Vous avez pris la succession de Marc Del
Grande, un préfet qui était de façon peu commune relativement
populaire auprès de la population. D'aucuns disent qu'il a perdu sa
place à cause de cela. Cela veut-il dire qu'il est interdit pour un
préfet d'être proche de la population ?
Je ne sais pas ce vous entendez par
« populaire. » Les préfets sont évalués par
l'administration. Est-ce qu'être impopulaire c'est ce qu'il faut
pour être reconnu ? C'est peu probable. C'est un juste mixte. Être
populaire, c'est une affaire d'élus. Or, on n'est pas élu, on est
nommé par le président de la République. On ne peut pas avoir la
même mécanique sociale.
Votre mission a été marquée par certaines
oppositions. Certaines plus virulentes que d'autres.

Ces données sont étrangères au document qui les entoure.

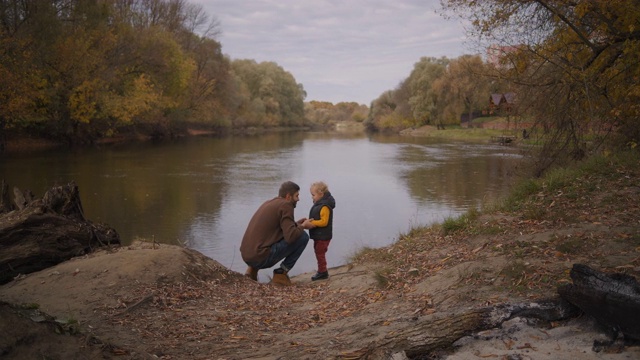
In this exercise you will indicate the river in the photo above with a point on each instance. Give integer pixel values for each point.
(201, 191)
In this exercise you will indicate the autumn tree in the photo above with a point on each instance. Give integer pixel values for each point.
(463, 88)
(574, 64)
(423, 99)
(274, 96)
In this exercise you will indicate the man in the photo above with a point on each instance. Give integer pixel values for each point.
(273, 235)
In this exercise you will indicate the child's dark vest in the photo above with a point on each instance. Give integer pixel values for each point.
(322, 233)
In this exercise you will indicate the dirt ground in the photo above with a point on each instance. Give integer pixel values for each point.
(149, 301)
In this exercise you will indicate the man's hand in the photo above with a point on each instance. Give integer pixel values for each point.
(307, 224)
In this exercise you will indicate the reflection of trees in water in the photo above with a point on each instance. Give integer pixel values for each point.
(477, 179)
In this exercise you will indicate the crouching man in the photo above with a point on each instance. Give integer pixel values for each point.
(273, 235)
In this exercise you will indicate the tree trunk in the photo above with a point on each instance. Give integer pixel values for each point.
(37, 234)
(613, 300)
(440, 331)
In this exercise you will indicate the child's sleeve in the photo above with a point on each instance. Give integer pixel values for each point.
(324, 217)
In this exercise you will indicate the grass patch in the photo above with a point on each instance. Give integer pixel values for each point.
(463, 222)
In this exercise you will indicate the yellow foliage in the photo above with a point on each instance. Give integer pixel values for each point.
(82, 102)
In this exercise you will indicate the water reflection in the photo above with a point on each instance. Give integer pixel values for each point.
(202, 191)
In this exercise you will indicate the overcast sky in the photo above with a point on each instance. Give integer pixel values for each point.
(339, 50)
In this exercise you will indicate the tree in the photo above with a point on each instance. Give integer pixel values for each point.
(574, 65)
(423, 99)
(463, 88)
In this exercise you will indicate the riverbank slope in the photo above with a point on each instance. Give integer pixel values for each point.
(147, 301)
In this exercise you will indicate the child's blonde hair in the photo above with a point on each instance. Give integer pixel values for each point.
(320, 186)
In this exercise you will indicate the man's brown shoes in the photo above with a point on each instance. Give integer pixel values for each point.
(280, 277)
(251, 273)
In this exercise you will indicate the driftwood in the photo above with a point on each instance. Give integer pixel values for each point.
(438, 331)
(612, 299)
(38, 233)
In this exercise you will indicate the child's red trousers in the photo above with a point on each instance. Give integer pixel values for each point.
(320, 247)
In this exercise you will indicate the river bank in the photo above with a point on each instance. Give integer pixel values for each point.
(147, 301)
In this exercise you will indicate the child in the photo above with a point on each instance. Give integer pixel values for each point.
(321, 216)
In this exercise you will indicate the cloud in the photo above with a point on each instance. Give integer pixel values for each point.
(348, 50)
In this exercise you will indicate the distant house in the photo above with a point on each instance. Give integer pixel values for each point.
(500, 104)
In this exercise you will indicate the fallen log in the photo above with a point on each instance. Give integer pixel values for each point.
(612, 299)
(440, 331)
(38, 233)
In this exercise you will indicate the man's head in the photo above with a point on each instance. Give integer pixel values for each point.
(290, 191)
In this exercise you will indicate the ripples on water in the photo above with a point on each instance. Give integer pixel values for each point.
(201, 192)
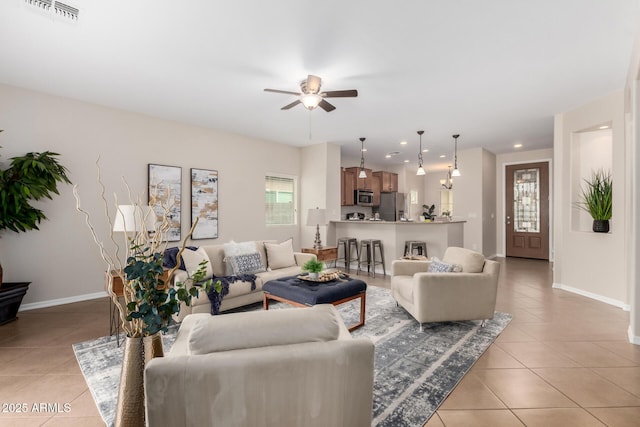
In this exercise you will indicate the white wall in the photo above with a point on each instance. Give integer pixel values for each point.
(503, 160)
(321, 188)
(61, 259)
(590, 263)
(468, 197)
(489, 247)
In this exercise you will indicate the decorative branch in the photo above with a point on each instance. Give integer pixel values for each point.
(148, 306)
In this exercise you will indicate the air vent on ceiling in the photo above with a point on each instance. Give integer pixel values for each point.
(59, 9)
(66, 11)
(42, 4)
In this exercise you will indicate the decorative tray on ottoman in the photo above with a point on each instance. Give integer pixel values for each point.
(327, 276)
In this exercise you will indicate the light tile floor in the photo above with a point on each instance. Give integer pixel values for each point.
(564, 360)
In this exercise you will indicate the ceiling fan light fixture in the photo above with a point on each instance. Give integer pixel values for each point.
(311, 101)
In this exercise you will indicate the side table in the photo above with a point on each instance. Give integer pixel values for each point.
(328, 253)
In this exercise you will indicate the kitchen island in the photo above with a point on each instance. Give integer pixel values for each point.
(437, 234)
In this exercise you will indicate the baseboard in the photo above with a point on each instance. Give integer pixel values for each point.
(606, 300)
(61, 301)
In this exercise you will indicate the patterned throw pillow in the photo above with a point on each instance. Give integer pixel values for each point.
(246, 264)
(438, 266)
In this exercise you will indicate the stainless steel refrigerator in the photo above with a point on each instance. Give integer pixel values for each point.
(392, 206)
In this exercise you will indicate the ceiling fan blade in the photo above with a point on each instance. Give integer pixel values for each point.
(283, 91)
(340, 93)
(326, 106)
(313, 84)
(293, 104)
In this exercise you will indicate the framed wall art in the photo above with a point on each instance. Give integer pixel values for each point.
(204, 203)
(165, 188)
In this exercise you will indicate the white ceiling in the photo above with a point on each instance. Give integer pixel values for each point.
(494, 71)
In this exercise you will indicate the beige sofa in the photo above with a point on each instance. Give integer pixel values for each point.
(289, 367)
(284, 262)
(441, 296)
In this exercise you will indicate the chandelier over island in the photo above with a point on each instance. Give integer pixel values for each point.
(420, 168)
(456, 171)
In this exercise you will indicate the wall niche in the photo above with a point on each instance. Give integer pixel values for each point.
(591, 150)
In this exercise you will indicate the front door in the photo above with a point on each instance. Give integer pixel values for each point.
(527, 210)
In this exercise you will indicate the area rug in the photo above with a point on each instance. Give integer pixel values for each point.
(414, 371)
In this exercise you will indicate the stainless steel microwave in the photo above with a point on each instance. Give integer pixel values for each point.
(363, 197)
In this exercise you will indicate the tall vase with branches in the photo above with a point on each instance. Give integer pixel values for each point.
(149, 303)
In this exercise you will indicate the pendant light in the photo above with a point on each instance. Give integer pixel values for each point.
(447, 183)
(420, 168)
(362, 173)
(456, 171)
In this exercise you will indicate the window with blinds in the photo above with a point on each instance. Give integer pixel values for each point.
(280, 201)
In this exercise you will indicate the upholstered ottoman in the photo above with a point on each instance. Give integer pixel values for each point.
(303, 293)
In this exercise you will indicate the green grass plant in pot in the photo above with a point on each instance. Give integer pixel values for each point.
(596, 197)
(314, 267)
(29, 178)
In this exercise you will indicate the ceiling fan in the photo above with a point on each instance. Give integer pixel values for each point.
(311, 97)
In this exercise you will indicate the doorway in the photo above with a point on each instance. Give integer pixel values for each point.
(527, 210)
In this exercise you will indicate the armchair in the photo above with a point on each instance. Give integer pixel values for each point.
(288, 367)
(436, 297)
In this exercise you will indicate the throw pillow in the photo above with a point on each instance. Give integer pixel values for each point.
(437, 266)
(232, 249)
(192, 260)
(169, 257)
(471, 262)
(246, 264)
(280, 255)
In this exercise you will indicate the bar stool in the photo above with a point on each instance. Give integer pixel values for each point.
(411, 245)
(346, 243)
(367, 248)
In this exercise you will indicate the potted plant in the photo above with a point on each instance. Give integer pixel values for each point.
(149, 302)
(596, 198)
(314, 267)
(428, 212)
(28, 178)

En septembre
2021, en pleine crise pandémique, Olivier Goudet, président de Trop
Violans' vous tient tête devant l'entrée de Radio Peyi. Vous allez
presque au contact avec lui. Cette image a beaucoup marqué, que se
passe-t-il à ce moment-là dans votre tête ?
Interdire à l'Etat de s'exprimer c'est comme
interdire à quelqu'un d'autre de s'exprimer. La liberté
d'expression est la base de la démocratie. Lorsqu'on prend une
décision, elle n'est pas fondée sur ce que pense Thierry Queffélec
ou Olivier Goudet. On agit pour le bien de la population. Quelle
est la responsabilité pénale d'Olivier Goudet ? Celle de l'Etat est
engagée à chaque fois que l'on signe un arrêté. Il y a aussi celui
qui assume. Moi j'assume devant la population toutes les décisions
que j'ai prises qui pouvaient être parfois différentes de celles
tenues dans l'hexagone. Ma base c'est le droit, la science et agir
parce que la mort on n'en sort pas. On peut sortir de la
diatribe... Mr Goudet est un bonimenteur... Dans le sens positif,
car il procure de la joie à ceux qui l'écoutent, mais il n'a pas de
responsabilités ou n'en...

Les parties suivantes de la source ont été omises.